Classify documents automatically

Learn about the automatic classification of incoming documents to a document type

Following the automatic or manual separation of documents, the appropriate document type must be determined for each document.
You can already define the document type during the upload. In this case, the classification is skipped and the document is assigned to the specified document type.
In addition, the Parashift Platform provides an automatic approach to classify documents. Rules for recognizing the document type are established on the basis of the documents already being processed. For example, frequently occurring words and phrases are used to classify documents into the appropriate document type.

The classification model is constantly extended by means of new documents and increasingly stabilizes as soon as it is aware of all manifestations of a document type. If, for example, initially only German-language documents are processed for the document type "invoice" and English-language documents for "delivery notes", a German delivery note will be probably classified as an invoice.

Simplified example of an automated document classification

In the example shown here, the document type "Invoice" and the document type "Delivery note" have been trained.

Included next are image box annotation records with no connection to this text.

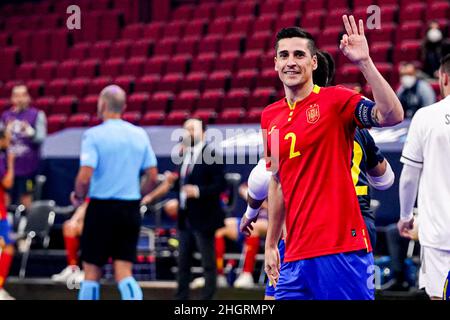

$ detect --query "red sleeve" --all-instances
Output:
[334,86,364,128]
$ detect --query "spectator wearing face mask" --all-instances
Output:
[422,21,444,78]
[397,63,436,118]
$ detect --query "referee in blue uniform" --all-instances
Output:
[71,85,158,300]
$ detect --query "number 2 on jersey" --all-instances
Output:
[284,132,300,159]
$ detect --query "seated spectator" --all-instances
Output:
[397,63,436,118]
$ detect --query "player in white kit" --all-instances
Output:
[398,54,450,299]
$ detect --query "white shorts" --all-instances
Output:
[419,246,450,298]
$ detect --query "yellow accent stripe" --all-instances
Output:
[355,186,369,196]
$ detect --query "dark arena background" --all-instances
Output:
[0,0,450,300]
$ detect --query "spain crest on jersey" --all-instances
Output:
[306,103,320,124]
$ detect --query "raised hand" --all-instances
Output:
[339,15,370,64]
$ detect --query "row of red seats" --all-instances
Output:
[47,108,262,133]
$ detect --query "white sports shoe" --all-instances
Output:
[0,289,16,300]
[233,272,255,289]
[52,266,81,283]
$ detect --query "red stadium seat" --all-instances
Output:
[231,69,259,90]
[49,29,68,60]
[191,50,217,73]
[127,92,150,112]
[399,2,427,23]
[147,92,174,111]
[216,108,245,124]
[248,87,276,109]
[130,38,153,57]
[75,59,100,78]
[142,22,164,40]
[180,72,208,91]
[236,1,256,17]
[47,114,67,134]
[109,39,133,59]
[122,57,147,77]
[166,54,192,73]
[16,62,36,81]
[66,78,90,98]
[222,89,250,109]
[208,17,233,36]
[214,2,237,19]
[230,15,255,34]
[162,20,186,39]
[426,1,450,21]
[301,9,326,32]
[144,56,169,75]
[192,109,217,123]
[114,75,136,94]
[122,111,141,125]
[171,90,200,111]
[134,74,161,94]
[69,42,91,60]
[56,60,79,78]
[45,79,69,97]
[197,89,225,110]
[153,38,180,56]
[89,40,111,60]
[158,72,184,93]
[397,21,423,41]
[88,76,112,94]
[77,94,98,114]
[164,110,189,125]
[214,51,240,72]
[100,58,125,77]
[184,19,209,38]
[198,34,223,54]
[27,79,45,98]
[139,111,165,126]
[245,31,273,51]
[51,96,77,115]
[237,50,264,70]
[205,71,231,89]
[122,23,144,41]
[33,97,55,114]
[172,5,195,21]
[65,113,91,128]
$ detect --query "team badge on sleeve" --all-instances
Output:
[306,103,320,124]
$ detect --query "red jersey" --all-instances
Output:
[261,86,372,262]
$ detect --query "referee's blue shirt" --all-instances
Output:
[80,119,157,200]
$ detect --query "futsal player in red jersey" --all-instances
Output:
[261,16,403,300]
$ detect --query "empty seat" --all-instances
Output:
[65,113,91,128]
[216,108,245,124]
[47,114,67,134]
[51,96,77,114]
[134,74,161,94]
[171,90,200,111]
[139,111,165,126]
[127,92,150,112]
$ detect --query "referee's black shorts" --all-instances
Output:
[80,199,141,267]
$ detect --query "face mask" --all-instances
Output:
[400,76,416,89]
[427,29,442,42]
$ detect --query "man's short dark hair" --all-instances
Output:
[275,27,317,56]
[441,53,450,76]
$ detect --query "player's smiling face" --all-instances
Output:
[275,38,317,87]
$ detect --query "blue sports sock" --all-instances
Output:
[118,276,143,300]
[78,280,100,300]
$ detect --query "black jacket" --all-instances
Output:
[174,144,226,233]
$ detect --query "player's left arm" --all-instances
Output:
[339,15,404,127]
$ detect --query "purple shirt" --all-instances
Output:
[1,108,40,177]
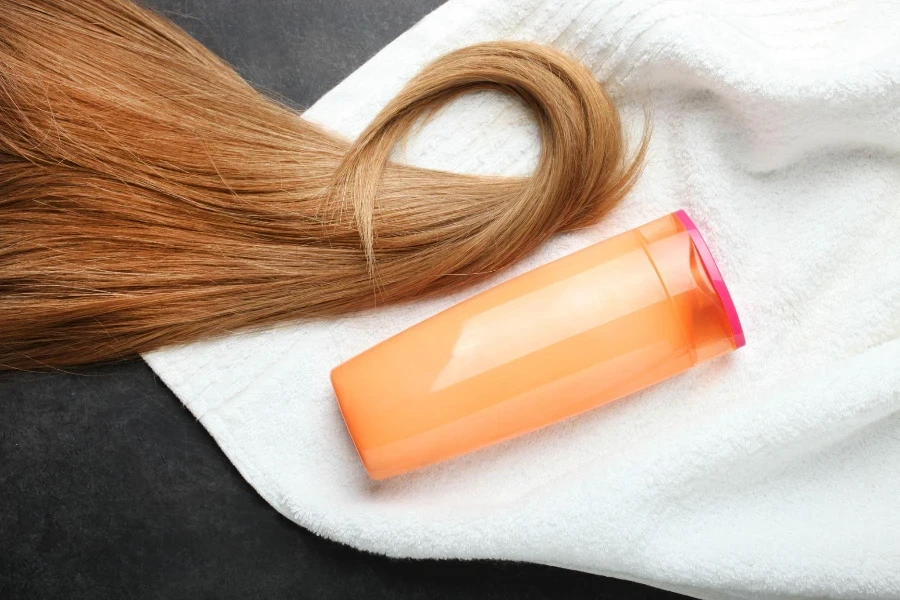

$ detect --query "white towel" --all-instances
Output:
[146,0,900,599]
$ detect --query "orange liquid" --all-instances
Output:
[331,215,737,479]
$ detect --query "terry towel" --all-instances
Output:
[146,0,900,599]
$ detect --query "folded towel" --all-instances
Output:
[146,0,900,599]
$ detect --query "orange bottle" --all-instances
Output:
[331,211,744,479]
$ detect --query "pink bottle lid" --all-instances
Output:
[675,210,747,348]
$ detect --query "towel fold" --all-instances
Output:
[145,0,900,599]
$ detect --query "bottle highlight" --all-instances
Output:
[331,211,745,479]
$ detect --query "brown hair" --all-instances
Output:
[0,0,644,368]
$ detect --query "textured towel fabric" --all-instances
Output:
[146,0,900,598]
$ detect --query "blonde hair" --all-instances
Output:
[0,0,646,368]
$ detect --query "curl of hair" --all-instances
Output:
[0,0,646,369]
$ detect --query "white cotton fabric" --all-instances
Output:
[146,0,900,599]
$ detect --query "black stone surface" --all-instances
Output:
[0,0,680,600]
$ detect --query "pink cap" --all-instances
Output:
[675,210,747,348]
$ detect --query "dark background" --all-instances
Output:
[0,0,681,600]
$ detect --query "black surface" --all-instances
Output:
[0,0,680,600]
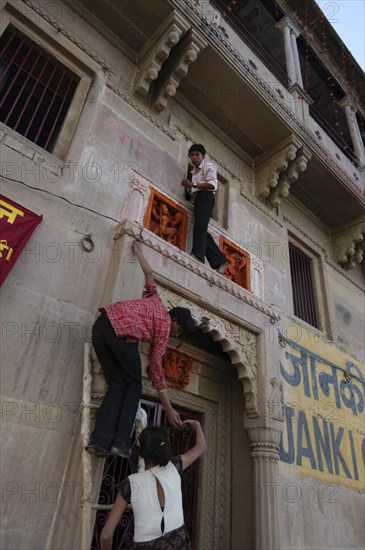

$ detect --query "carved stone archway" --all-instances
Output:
[158,287,259,418]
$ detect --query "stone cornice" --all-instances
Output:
[152,29,207,113]
[133,11,189,96]
[255,136,312,208]
[114,219,280,321]
[333,221,365,269]
[169,0,365,196]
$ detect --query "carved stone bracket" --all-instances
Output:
[268,149,312,208]
[255,136,312,208]
[152,30,207,113]
[134,11,189,96]
[333,218,365,269]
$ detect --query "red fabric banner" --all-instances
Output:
[0,195,42,286]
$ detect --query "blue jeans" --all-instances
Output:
[89,313,142,451]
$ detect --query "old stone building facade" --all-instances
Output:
[0,0,365,550]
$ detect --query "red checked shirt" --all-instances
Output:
[103,282,171,390]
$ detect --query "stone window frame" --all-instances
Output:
[0,5,94,160]
[287,232,332,339]
[143,187,188,251]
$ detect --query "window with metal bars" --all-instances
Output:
[289,243,318,328]
[0,25,80,152]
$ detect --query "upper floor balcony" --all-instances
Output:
[8,0,365,231]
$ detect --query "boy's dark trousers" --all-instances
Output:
[191,190,227,269]
[89,313,142,451]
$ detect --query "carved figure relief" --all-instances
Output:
[220,236,250,290]
[144,189,188,250]
[163,350,193,390]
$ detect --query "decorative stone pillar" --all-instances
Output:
[248,421,281,550]
[290,26,303,88]
[276,17,299,84]
[338,97,365,166]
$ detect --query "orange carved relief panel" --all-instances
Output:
[163,350,193,390]
[219,236,250,290]
[144,189,188,250]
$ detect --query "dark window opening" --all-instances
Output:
[289,243,318,328]
[0,25,80,152]
[213,0,288,88]
[297,36,356,161]
[356,112,365,151]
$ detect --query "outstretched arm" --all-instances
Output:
[100,493,127,550]
[132,241,153,283]
[181,420,207,470]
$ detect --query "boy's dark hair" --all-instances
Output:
[189,143,206,156]
[133,426,171,466]
[169,307,194,334]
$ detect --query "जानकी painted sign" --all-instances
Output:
[280,327,365,490]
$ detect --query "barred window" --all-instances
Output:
[289,243,318,328]
[0,25,80,152]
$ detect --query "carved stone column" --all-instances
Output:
[290,26,303,88]
[338,97,365,166]
[276,17,297,84]
[248,422,281,550]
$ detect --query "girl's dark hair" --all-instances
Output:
[169,307,194,334]
[132,426,171,466]
[189,143,206,156]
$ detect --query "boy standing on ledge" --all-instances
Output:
[181,143,228,273]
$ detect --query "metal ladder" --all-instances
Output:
[80,343,112,550]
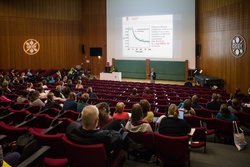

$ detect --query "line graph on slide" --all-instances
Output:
[122,15,173,57]
[124,27,150,50]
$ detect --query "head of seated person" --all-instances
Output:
[96,102,112,127]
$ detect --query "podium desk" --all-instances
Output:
[100,72,122,81]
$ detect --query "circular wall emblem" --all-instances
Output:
[23,39,40,55]
[231,35,247,58]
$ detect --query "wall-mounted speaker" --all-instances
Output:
[195,44,201,57]
[90,48,102,56]
[81,44,85,54]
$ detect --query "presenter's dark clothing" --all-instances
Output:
[159,117,191,136]
[66,122,123,153]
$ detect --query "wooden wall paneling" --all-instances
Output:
[0,0,82,69]
[196,0,250,93]
[82,0,107,75]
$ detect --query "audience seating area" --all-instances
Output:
[0,70,250,166]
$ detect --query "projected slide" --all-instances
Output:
[122,15,173,58]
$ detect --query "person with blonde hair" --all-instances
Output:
[159,104,191,136]
[113,102,129,120]
[66,105,123,156]
[125,103,153,133]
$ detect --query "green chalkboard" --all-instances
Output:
[115,60,146,79]
[150,61,186,81]
[115,60,186,81]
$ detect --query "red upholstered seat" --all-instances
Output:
[63,136,124,167]
[155,133,190,166]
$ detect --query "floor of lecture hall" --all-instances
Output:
[122,78,185,85]
[97,76,186,85]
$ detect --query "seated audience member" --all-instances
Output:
[206,93,220,111]
[30,90,45,107]
[130,88,140,97]
[217,93,227,105]
[0,88,11,102]
[191,95,202,109]
[2,80,12,94]
[26,82,35,92]
[16,91,29,103]
[113,102,129,121]
[228,98,242,113]
[159,104,191,136]
[77,93,89,112]
[139,99,154,122]
[62,92,77,111]
[75,80,83,89]
[66,105,123,154]
[44,92,62,110]
[62,75,68,84]
[179,99,196,116]
[64,79,73,89]
[41,79,48,89]
[96,102,115,129]
[48,76,56,84]
[87,87,97,99]
[37,86,47,100]
[155,105,169,132]
[53,85,65,100]
[216,104,237,121]
[142,87,153,99]
[62,85,71,99]
[125,103,153,133]
[0,152,21,167]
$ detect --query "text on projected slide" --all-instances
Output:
[122,15,173,58]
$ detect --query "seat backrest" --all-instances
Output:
[192,127,206,142]
[238,112,250,128]
[63,136,108,167]
[128,132,154,149]
[29,128,66,158]
[216,119,239,139]
[155,133,190,166]
[0,122,28,141]
[59,110,80,121]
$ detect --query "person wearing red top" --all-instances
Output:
[113,102,129,120]
[96,102,113,128]
[0,89,11,102]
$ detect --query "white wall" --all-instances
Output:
[107,0,195,69]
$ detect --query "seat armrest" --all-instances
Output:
[17,146,50,167]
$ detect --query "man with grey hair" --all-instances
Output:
[66,105,123,154]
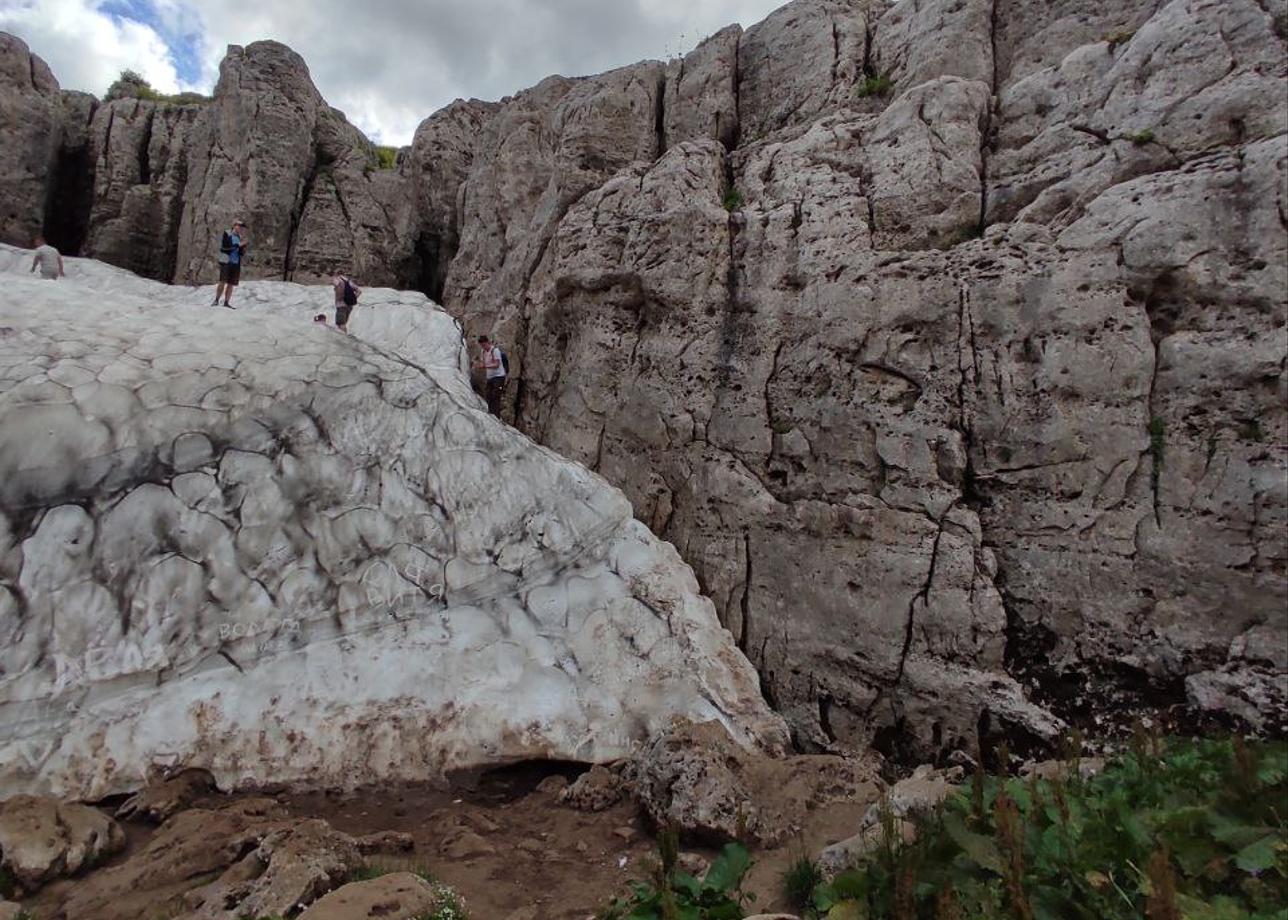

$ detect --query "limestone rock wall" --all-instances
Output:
[444,0,1288,756]
[0,247,787,799]
[0,32,62,246]
[6,0,1288,756]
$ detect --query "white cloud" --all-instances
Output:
[0,0,188,95]
[0,0,781,144]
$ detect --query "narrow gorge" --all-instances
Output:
[0,0,1288,896]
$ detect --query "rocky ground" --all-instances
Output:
[0,725,902,920]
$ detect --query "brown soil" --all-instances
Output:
[26,765,867,920]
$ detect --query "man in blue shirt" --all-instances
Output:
[210,220,247,309]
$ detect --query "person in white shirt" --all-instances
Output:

The knowledge base for the individual document types is now shown in simplified form. For invoices, the word "Invoice number" is usually found, for delivery notes the word "Delivery note number".

When a new document is uploaded, the words on the document are now compared with the keywords of the trained document types. In this case, there are three words that would indicate an invoice and one word that would indicate a delivery note.Accordingly, the document would automatically be interpreted as an invoice.